車を降りて、足元を照らしながらその一帯を歩き回ることにしました。建物はどれも老朽化しており、崩れかけた壁や床が今にも崩れ落ちそうでした。空気も重く、何かが潜んでいるような不気味さが漂っています。
そして、私たちがある建物の前に立った時でした。突然、耳元でかすかな声が聞こえたんです。
「…たす…けて…」
最初は風の音かと思いましたが、確かに「助けて」と囁いているように聞こえました。驚いて辺りを見回しましたが、誰もいない。友人も不審そうな顔をして、「今、何か聞こえなかった?」と声をひそめました。

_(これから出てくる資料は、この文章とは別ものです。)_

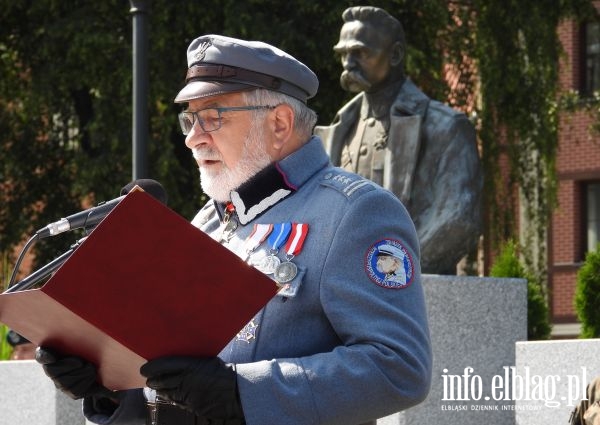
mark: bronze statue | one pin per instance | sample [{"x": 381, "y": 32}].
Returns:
[{"x": 392, "y": 133}]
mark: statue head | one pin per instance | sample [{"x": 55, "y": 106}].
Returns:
[{"x": 371, "y": 48}]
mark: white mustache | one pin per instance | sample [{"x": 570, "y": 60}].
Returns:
[{"x": 205, "y": 154}]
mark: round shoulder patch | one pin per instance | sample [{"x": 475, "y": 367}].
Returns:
[{"x": 389, "y": 264}]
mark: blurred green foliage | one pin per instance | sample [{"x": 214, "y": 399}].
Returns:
[{"x": 587, "y": 295}]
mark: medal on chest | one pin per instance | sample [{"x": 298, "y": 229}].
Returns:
[
  {"x": 286, "y": 272},
  {"x": 228, "y": 225},
  {"x": 279, "y": 235}
]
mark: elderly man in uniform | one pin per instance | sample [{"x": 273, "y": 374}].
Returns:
[
  {"x": 339, "y": 344},
  {"x": 393, "y": 134}
]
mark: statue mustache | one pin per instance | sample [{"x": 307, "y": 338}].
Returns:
[{"x": 351, "y": 77}]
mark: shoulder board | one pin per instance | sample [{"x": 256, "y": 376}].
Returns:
[{"x": 347, "y": 183}]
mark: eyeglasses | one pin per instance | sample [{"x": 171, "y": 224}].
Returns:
[{"x": 210, "y": 118}]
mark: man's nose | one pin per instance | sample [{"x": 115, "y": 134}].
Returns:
[
  {"x": 197, "y": 136},
  {"x": 348, "y": 61}
]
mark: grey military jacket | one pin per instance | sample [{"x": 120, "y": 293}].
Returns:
[
  {"x": 431, "y": 163},
  {"x": 344, "y": 342}
]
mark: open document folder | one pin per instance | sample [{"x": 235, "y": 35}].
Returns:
[{"x": 144, "y": 284}]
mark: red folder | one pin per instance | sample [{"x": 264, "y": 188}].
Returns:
[{"x": 144, "y": 284}]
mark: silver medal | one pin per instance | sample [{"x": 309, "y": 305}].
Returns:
[
  {"x": 268, "y": 264},
  {"x": 285, "y": 272},
  {"x": 228, "y": 230}
]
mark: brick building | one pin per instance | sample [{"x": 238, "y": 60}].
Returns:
[{"x": 575, "y": 225}]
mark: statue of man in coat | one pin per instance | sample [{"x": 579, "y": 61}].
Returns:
[{"x": 392, "y": 133}]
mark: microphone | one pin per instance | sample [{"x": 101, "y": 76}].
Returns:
[{"x": 94, "y": 215}]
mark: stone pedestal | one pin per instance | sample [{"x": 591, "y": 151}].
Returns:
[
  {"x": 28, "y": 397},
  {"x": 475, "y": 323}
]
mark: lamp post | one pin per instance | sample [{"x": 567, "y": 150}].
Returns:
[{"x": 139, "y": 10}]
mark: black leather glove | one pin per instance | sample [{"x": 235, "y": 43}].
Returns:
[
  {"x": 204, "y": 386},
  {"x": 73, "y": 375}
]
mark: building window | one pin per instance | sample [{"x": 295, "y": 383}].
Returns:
[
  {"x": 592, "y": 215},
  {"x": 590, "y": 58}
]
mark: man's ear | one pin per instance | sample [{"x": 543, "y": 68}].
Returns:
[
  {"x": 282, "y": 124},
  {"x": 396, "y": 54}
]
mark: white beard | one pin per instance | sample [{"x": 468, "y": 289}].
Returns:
[{"x": 218, "y": 184}]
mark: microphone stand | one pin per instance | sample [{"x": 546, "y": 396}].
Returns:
[{"x": 43, "y": 272}]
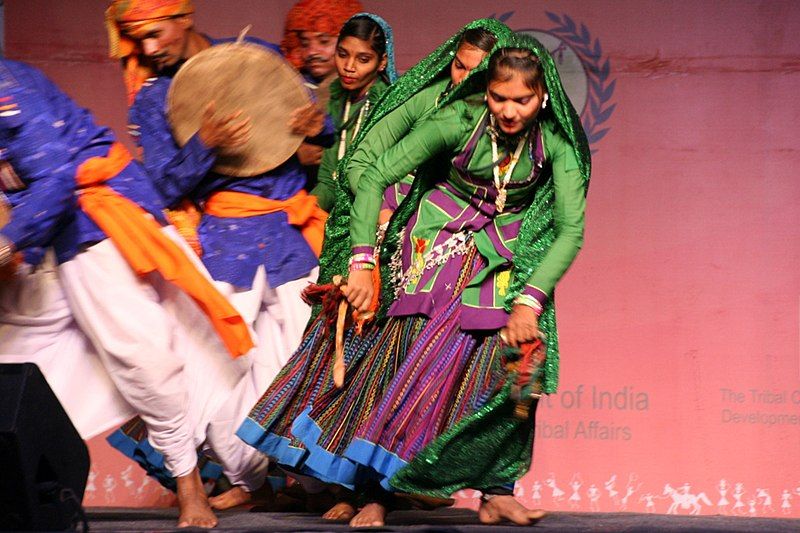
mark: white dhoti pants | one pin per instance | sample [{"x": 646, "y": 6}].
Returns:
[
  {"x": 278, "y": 316},
  {"x": 37, "y": 326},
  {"x": 165, "y": 359}
]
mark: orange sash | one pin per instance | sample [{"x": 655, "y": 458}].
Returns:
[
  {"x": 146, "y": 249},
  {"x": 302, "y": 210}
]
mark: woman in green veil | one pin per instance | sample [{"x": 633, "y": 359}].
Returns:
[
  {"x": 303, "y": 397},
  {"x": 471, "y": 259}
]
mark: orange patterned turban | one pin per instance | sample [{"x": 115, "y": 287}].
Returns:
[
  {"x": 123, "y": 16},
  {"x": 324, "y": 16}
]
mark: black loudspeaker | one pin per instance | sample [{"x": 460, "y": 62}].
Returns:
[{"x": 44, "y": 463}]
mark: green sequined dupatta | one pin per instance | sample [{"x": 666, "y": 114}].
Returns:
[
  {"x": 336, "y": 247},
  {"x": 492, "y": 447}
]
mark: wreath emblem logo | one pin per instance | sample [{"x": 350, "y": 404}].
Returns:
[{"x": 585, "y": 72}]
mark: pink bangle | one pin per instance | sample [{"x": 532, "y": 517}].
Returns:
[
  {"x": 361, "y": 266},
  {"x": 529, "y": 301}
]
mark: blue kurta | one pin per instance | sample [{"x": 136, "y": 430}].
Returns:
[
  {"x": 233, "y": 248},
  {"x": 45, "y": 136}
]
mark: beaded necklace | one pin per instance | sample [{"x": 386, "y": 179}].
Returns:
[{"x": 500, "y": 182}]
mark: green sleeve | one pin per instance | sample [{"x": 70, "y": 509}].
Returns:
[
  {"x": 444, "y": 131},
  {"x": 325, "y": 190},
  {"x": 390, "y": 130},
  {"x": 568, "y": 213}
]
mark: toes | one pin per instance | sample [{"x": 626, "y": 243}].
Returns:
[{"x": 536, "y": 514}]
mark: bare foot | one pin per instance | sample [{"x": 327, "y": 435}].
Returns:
[
  {"x": 499, "y": 508},
  {"x": 371, "y": 515},
  {"x": 230, "y": 498},
  {"x": 192, "y": 502},
  {"x": 341, "y": 512}
]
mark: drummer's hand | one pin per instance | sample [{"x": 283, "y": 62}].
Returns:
[
  {"x": 359, "y": 289},
  {"x": 522, "y": 327},
  {"x": 307, "y": 121},
  {"x": 309, "y": 155},
  {"x": 225, "y": 131}
]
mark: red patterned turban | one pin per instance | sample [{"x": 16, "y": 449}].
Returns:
[
  {"x": 124, "y": 16},
  {"x": 323, "y": 16}
]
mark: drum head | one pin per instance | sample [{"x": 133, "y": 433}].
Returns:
[{"x": 246, "y": 77}]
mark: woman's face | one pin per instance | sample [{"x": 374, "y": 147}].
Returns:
[
  {"x": 513, "y": 104},
  {"x": 467, "y": 58},
  {"x": 357, "y": 64}
]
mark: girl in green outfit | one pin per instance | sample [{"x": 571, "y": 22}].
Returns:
[
  {"x": 477, "y": 254},
  {"x": 365, "y": 71}
]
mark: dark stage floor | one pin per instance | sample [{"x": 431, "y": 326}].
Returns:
[{"x": 442, "y": 520}]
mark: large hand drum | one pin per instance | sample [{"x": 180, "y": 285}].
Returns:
[{"x": 246, "y": 77}]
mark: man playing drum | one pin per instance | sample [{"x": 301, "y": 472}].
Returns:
[
  {"x": 128, "y": 277},
  {"x": 259, "y": 259},
  {"x": 309, "y": 43}
]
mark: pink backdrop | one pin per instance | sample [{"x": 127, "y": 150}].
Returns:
[{"x": 679, "y": 320}]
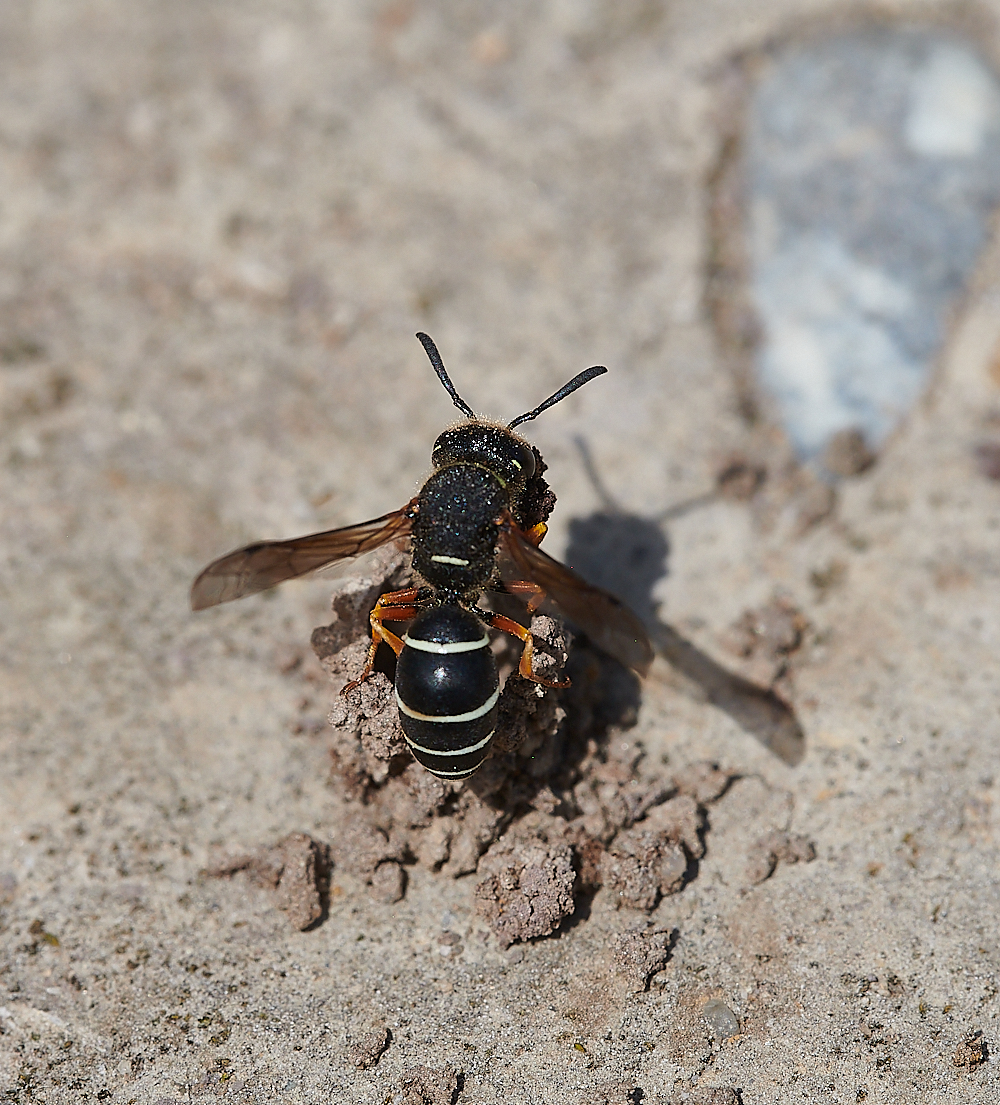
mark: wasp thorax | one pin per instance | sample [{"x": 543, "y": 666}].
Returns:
[{"x": 495, "y": 448}]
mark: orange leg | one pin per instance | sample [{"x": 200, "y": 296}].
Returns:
[
  {"x": 498, "y": 621},
  {"x": 536, "y": 533},
  {"x": 392, "y": 606}
]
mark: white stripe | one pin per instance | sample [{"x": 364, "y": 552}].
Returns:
[
  {"x": 471, "y": 716},
  {"x": 444, "y": 650},
  {"x": 452, "y": 751}
]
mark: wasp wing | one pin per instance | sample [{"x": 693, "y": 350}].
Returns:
[
  {"x": 608, "y": 622},
  {"x": 256, "y": 567}
]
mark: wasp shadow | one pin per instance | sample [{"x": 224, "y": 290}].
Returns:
[{"x": 628, "y": 555}]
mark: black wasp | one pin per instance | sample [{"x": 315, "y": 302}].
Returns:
[{"x": 475, "y": 526}]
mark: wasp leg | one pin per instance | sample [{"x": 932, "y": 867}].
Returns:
[
  {"x": 392, "y": 606},
  {"x": 526, "y": 587},
  {"x": 536, "y": 533},
  {"x": 498, "y": 621}
]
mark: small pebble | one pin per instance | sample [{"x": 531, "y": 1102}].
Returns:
[{"x": 720, "y": 1019}]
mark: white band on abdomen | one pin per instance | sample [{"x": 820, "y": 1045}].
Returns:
[
  {"x": 453, "y": 751},
  {"x": 444, "y": 650}
]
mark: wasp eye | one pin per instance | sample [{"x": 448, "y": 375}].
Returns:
[{"x": 525, "y": 461}]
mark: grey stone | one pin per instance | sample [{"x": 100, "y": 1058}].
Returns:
[{"x": 874, "y": 166}]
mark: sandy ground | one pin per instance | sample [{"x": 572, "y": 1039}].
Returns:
[{"x": 220, "y": 225}]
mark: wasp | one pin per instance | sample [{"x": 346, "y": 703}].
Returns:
[{"x": 475, "y": 526}]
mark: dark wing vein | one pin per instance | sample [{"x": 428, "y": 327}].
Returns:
[
  {"x": 262, "y": 565},
  {"x": 608, "y": 622}
]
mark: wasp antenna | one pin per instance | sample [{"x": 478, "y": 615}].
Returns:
[
  {"x": 567, "y": 389},
  {"x": 434, "y": 358}
]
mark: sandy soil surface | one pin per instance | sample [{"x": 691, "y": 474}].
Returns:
[{"x": 220, "y": 225}]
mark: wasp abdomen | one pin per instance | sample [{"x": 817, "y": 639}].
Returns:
[{"x": 448, "y": 687}]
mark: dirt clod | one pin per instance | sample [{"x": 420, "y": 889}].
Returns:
[
  {"x": 369, "y": 1049},
  {"x": 775, "y": 848},
  {"x": 294, "y": 869},
  {"x": 641, "y": 866},
  {"x": 528, "y": 890},
  {"x": 639, "y": 954},
  {"x": 424, "y": 1086},
  {"x": 970, "y": 1052}
]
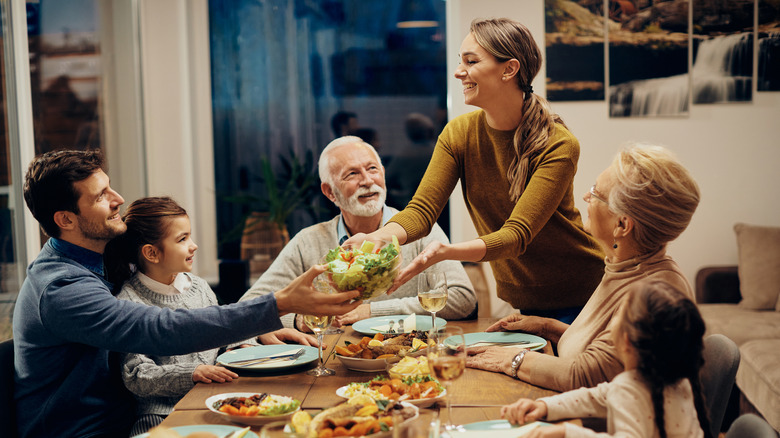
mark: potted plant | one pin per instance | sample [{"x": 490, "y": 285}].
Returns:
[{"x": 263, "y": 227}]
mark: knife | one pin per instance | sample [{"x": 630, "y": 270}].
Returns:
[{"x": 260, "y": 360}]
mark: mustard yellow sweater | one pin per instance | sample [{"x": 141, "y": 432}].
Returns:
[{"x": 540, "y": 255}]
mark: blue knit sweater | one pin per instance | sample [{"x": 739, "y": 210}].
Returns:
[{"x": 68, "y": 328}]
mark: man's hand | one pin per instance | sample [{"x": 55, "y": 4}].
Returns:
[
  {"x": 212, "y": 373},
  {"x": 300, "y": 297},
  {"x": 285, "y": 335},
  {"x": 363, "y": 311},
  {"x": 524, "y": 411}
]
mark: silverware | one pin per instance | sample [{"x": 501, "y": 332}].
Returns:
[
  {"x": 261, "y": 360},
  {"x": 237, "y": 433},
  {"x": 488, "y": 343}
]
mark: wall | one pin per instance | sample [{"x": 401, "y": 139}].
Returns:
[{"x": 732, "y": 150}]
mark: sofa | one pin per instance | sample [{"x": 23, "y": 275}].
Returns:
[{"x": 743, "y": 303}]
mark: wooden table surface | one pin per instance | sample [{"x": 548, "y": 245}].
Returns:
[{"x": 476, "y": 396}]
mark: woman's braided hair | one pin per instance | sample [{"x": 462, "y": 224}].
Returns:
[{"x": 666, "y": 331}]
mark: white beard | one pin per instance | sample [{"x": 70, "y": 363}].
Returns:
[{"x": 353, "y": 206}]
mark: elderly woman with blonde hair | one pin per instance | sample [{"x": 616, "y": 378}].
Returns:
[{"x": 641, "y": 202}]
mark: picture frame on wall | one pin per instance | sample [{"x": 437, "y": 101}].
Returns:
[
  {"x": 574, "y": 50},
  {"x": 722, "y": 37},
  {"x": 648, "y": 58},
  {"x": 768, "y": 46}
]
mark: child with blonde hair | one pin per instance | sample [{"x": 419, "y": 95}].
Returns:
[{"x": 659, "y": 338}]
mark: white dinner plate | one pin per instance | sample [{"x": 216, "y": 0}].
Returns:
[
  {"x": 216, "y": 429},
  {"x": 310, "y": 354},
  {"x": 420, "y": 403},
  {"x": 244, "y": 419},
  {"x": 367, "y": 326}
]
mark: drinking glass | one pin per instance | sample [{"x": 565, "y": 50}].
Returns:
[
  {"x": 318, "y": 325},
  {"x": 432, "y": 292},
  {"x": 447, "y": 360}
]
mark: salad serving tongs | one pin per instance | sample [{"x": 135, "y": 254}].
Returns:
[{"x": 257, "y": 361}]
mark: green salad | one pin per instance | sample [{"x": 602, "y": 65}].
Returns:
[{"x": 364, "y": 269}]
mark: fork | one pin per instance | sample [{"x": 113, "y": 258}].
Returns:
[{"x": 248, "y": 362}]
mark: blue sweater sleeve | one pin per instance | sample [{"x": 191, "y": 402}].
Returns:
[{"x": 83, "y": 310}]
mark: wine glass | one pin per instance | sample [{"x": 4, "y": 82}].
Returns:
[
  {"x": 447, "y": 361},
  {"x": 432, "y": 292},
  {"x": 318, "y": 325}
]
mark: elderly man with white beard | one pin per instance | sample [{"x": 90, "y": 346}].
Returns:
[{"x": 353, "y": 178}]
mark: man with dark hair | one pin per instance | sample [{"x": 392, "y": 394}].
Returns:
[
  {"x": 67, "y": 324},
  {"x": 343, "y": 123}
]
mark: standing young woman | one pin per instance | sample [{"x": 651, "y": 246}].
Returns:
[{"x": 516, "y": 162}]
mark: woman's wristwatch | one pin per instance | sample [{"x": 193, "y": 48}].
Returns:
[{"x": 516, "y": 362}]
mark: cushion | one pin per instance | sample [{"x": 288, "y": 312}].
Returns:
[
  {"x": 758, "y": 377},
  {"x": 759, "y": 266},
  {"x": 739, "y": 324}
]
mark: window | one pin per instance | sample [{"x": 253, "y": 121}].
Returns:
[{"x": 282, "y": 69}]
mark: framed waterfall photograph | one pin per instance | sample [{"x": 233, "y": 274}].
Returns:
[
  {"x": 574, "y": 49},
  {"x": 768, "y": 45},
  {"x": 648, "y": 58},
  {"x": 722, "y": 51}
]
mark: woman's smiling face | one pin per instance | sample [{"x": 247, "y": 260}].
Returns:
[
  {"x": 601, "y": 220},
  {"x": 480, "y": 72}
]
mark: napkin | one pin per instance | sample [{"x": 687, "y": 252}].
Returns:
[
  {"x": 497, "y": 433},
  {"x": 506, "y": 344}
]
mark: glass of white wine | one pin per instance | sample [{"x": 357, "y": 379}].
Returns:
[
  {"x": 318, "y": 325},
  {"x": 447, "y": 361},
  {"x": 432, "y": 292}
]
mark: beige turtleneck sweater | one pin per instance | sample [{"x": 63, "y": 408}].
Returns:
[{"x": 586, "y": 353}]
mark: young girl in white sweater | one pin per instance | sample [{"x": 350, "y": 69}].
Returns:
[
  {"x": 151, "y": 263},
  {"x": 659, "y": 340}
]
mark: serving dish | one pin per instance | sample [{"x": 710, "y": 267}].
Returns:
[{"x": 256, "y": 420}]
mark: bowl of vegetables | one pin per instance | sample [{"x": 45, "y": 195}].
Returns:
[
  {"x": 370, "y": 269},
  {"x": 251, "y": 408}
]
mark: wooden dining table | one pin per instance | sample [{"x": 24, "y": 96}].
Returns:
[{"x": 476, "y": 396}]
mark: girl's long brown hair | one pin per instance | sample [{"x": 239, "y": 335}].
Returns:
[
  {"x": 666, "y": 330},
  {"x": 507, "y": 39},
  {"x": 147, "y": 221}
]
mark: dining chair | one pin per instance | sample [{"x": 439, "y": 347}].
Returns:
[
  {"x": 7, "y": 404},
  {"x": 750, "y": 426},
  {"x": 721, "y": 360}
]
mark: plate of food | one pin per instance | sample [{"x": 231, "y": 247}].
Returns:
[
  {"x": 382, "y": 324},
  {"x": 372, "y": 354},
  {"x": 358, "y": 416},
  {"x": 268, "y": 357},
  {"x": 371, "y": 269},
  {"x": 252, "y": 408},
  {"x": 486, "y": 339},
  {"x": 202, "y": 431},
  {"x": 421, "y": 391}
]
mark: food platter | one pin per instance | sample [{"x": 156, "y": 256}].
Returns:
[
  {"x": 380, "y": 324},
  {"x": 420, "y": 403},
  {"x": 244, "y": 419}
]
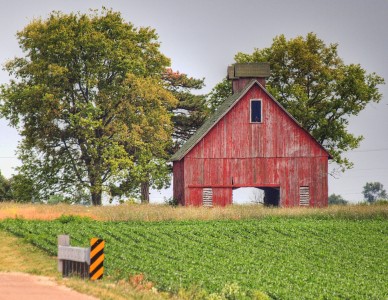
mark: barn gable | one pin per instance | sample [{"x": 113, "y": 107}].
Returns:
[
  {"x": 223, "y": 109},
  {"x": 251, "y": 141}
]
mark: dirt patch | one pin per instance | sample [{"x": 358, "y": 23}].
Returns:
[{"x": 17, "y": 286}]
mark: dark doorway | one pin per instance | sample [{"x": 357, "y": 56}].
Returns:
[{"x": 271, "y": 196}]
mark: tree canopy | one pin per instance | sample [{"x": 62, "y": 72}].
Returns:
[
  {"x": 337, "y": 200},
  {"x": 314, "y": 84},
  {"x": 90, "y": 102},
  {"x": 374, "y": 191}
]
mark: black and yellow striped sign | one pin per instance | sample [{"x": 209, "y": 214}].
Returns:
[{"x": 96, "y": 269}]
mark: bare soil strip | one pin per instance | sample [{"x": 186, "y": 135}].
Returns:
[{"x": 20, "y": 286}]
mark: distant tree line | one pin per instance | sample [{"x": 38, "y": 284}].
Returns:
[{"x": 100, "y": 110}]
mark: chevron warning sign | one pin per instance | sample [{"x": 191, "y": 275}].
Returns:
[{"x": 96, "y": 269}]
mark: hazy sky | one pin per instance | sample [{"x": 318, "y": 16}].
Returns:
[{"x": 201, "y": 38}]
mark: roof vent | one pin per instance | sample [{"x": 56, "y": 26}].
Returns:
[{"x": 242, "y": 74}]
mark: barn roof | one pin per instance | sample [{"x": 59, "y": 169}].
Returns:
[{"x": 221, "y": 111}]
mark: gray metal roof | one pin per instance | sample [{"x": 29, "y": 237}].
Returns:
[
  {"x": 221, "y": 111},
  {"x": 249, "y": 70}
]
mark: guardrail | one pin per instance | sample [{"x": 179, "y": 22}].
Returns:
[{"x": 83, "y": 262}]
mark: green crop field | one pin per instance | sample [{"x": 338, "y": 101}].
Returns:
[{"x": 286, "y": 258}]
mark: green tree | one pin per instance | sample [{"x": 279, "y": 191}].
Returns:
[
  {"x": 5, "y": 189},
  {"x": 374, "y": 191},
  {"x": 188, "y": 115},
  {"x": 191, "y": 110},
  {"x": 89, "y": 100},
  {"x": 314, "y": 84},
  {"x": 337, "y": 200}
]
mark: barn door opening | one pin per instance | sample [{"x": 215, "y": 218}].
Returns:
[
  {"x": 248, "y": 195},
  {"x": 271, "y": 196}
]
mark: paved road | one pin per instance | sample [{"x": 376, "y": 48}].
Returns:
[{"x": 20, "y": 286}]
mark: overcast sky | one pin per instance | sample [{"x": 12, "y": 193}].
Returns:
[{"x": 201, "y": 37}]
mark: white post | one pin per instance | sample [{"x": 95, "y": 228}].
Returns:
[{"x": 63, "y": 240}]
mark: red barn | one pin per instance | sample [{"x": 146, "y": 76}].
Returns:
[{"x": 251, "y": 141}]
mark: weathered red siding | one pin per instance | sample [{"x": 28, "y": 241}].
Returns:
[{"x": 237, "y": 153}]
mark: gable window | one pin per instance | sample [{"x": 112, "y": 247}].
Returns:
[{"x": 256, "y": 113}]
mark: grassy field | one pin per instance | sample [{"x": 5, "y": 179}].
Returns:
[
  {"x": 136, "y": 212},
  {"x": 338, "y": 252}
]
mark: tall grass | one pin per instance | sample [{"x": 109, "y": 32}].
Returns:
[{"x": 136, "y": 212}]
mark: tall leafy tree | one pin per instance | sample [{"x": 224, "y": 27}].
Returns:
[
  {"x": 187, "y": 116},
  {"x": 314, "y": 84},
  {"x": 374, "y": 191},
  {"x": 191, "y": 110},
  {"x": 89, "y": 100}
]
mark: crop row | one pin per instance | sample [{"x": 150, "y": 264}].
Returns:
[{"x": 286, "y": 258}]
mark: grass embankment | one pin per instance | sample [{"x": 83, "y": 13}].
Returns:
[
  {"x": 328, "y": 253},
  {"x": 135, "y": 212},
  {"x": 17, "y": 255}
]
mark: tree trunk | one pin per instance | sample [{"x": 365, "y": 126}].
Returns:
[
  {"x": 96, "y": 198},
  {"x": 145, "y": 192}
]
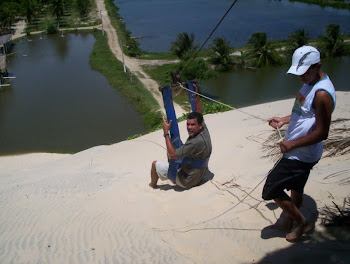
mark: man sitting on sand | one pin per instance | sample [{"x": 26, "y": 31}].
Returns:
[
  {"x": 197, "y": 147},
  {"x": 302, "y": 148}
]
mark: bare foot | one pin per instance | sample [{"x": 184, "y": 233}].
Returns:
[
  {"x": 154, "y": 186},
  {"x": 284, "y": 224},
  {"x": 298, "y": 231}
]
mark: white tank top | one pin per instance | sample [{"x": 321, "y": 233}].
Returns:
[{"x": 303, "y": 120}]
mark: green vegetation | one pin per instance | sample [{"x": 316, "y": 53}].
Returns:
[
  {"x": 129, "y": 45},
  {"x": 102, "y": 60},
  {"x": 183, "y": 45},
  {"x": 333, "y": 44},
  {"x": 220, "y": 54},
  {"x": 262, "y": 51}
]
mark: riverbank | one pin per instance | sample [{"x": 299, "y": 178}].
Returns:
[{"x": 96, "y": 206}]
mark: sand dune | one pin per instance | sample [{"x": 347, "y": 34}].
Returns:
[{"x": 96, "y": 206}]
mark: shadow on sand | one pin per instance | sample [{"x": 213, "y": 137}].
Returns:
[{"x": 308, "y": 209}]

確かに聞こえたんです。私だけじゃない、友人も同じ声を聞いたんです。急に背筋が凍りつくような感覚に襲われ、その場を離れようとしましたが、なぜか足が動きません。まるで、何かに引き寄せられているような気がしました。
「ここ、出よう」と友人が焦った声で言い、私たちは急いで車に戻りました。しかし、車を走らせ始めてすぐ、バックミラーに何かが映ったんです。振り返っても何も見えないのに、ミラー越しに、廃墟の中の窓からこちらをじっと見つめる「影」が見えました。あれは人影ではなく、何か別の、もっと異質な存在…。
慌ててアクセルを踏み、廃墟群から離れましたが、その後も何度かバックミラーに「影」が映り続けていました。
その後、地元の人に廃墟群のことを尋ねてみると、あの場所はかつて賑わっていたリゾート地だったそうですが、ある年に山崩れが起き、滞在していた客や従業員が閉じ込められ、多くの命が失われたそうです。それ以来、あの場所には誰も近づかず、今では廃墟だけが残っているのだとか。
「だからね、あそこに行くと、時々誰かが助けを求めてくるんだよ…」
その言葉を聞いた瞬間、私たちが耳にしたあの「助けて」という声が脳裏に甦り、ゾッとしました。あの夜、私たちは何かを見て、何かを感じ取ってしまったのかもしれません。もう二度と、あの場所には近づくことはないでしょう。